Two key figures orchestrated the assassination of the martyred former Prime Minister Rafic Hariri, although the International Tribunal for Lebanon had initially accused four suspects and later added a fifth.

Mustafa Badreddine and Salim Ayyash were the main perpetrators. The others were primarily accused of fabricating the Abu Adas video and obstructing the truth, but the planning, coordination and execution of the crime rested entirely with Badreddine and Ayyash.

To honorable Lebanese citizens, these two embody the worst of humanity, knowing that security and stability are Lebanon’s strongest defenses against all threats.

No one can reasonably claim that such a heinous crime could have occurred without the endorsement of Hezbollah’s top leadership, despite persistent narratives of fabricated evidence. These allegations have been thoroughly debunked by the International Tribunal’s exhaustive investigation, which produced hundreds of pages of detailed findings after months of rigorous work.

In 2016, Mustafa Badreddine was killed in an operation near Damascus Airport. At the time, Hezbollah blamed extremist groups for orchestrating the attack, elevating Badreddine to martyr status. They even named a street in Beirut after him, indifferent to the provocation this caused among the Lebanese public.

With this move, Hezbollah signaled its rejection of the Lebanese authorities' narrative, which implicated rogue elements within the party in the crime. Instead, Hezbollah sought to present itself as a unified, disciplined force, above reproach.

Fast-forward eight years, and the situation surrounding Hezbollah has dramatically shifted. Its Secretary-General Hassan Nasrallah was assassinated two months ago, and the ongoing war with Israel has left much of the party’s infrastructure shattered. Amid this turmoil, news surfaced from the midst of the war’s chaos reporting the death of Salim Ayyash, the man identified by the International Tribunal as the perpetrator of Rafic Hariri’s assassination, with Mustafa Badreddine as the mastermind.

Justice has been served, allowing Rafic Hariri’s soul to find peace, 19 years after his assassination—and rekindling the hopes of Lebanese people who dreamed of a Lebanon that could be a bridge to both the Arab world and the West, rather than a hotbed of extremism in service of Iran or any other power.

The question remains: Should we rejoice in the deaths of Badreddine and Ayyash, or is that mere gloating? And the more important question: Can we find peace in their deaths, knowing they were killed by enemies of Lebanon?

To answer the first: It is not gloating to see those who committed unspeakable crimes meet the same fate they so callously imposed on others. Eventually, justice will reach the oppressor.

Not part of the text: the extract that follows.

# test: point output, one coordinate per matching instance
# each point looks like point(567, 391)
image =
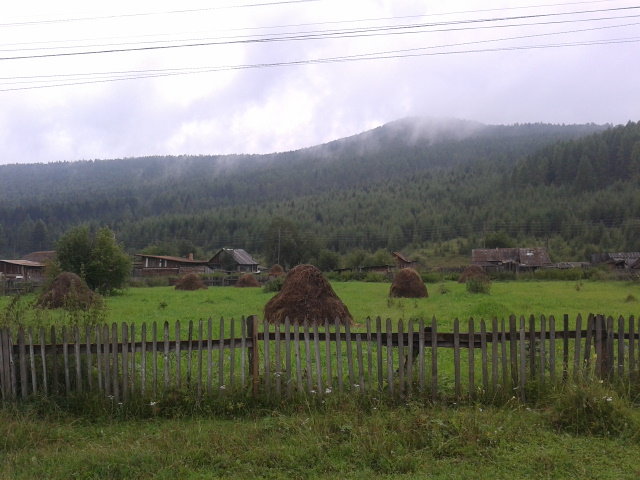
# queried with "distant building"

As you sow, so shall you reap. All divine religions teach that people will one day face the same treatment they inflict on others.

As for the second question, the answer is simple: Yes, we can rejoice, regardless of who the killers are. The irony is clear—justice for the Lebanese did not come from the State, but from the enemy (Israelis), as the Lebanese government spent years failing to pursue the perpetrators and to bring them to account. Perhaps, the real enemy is the Lebanese State.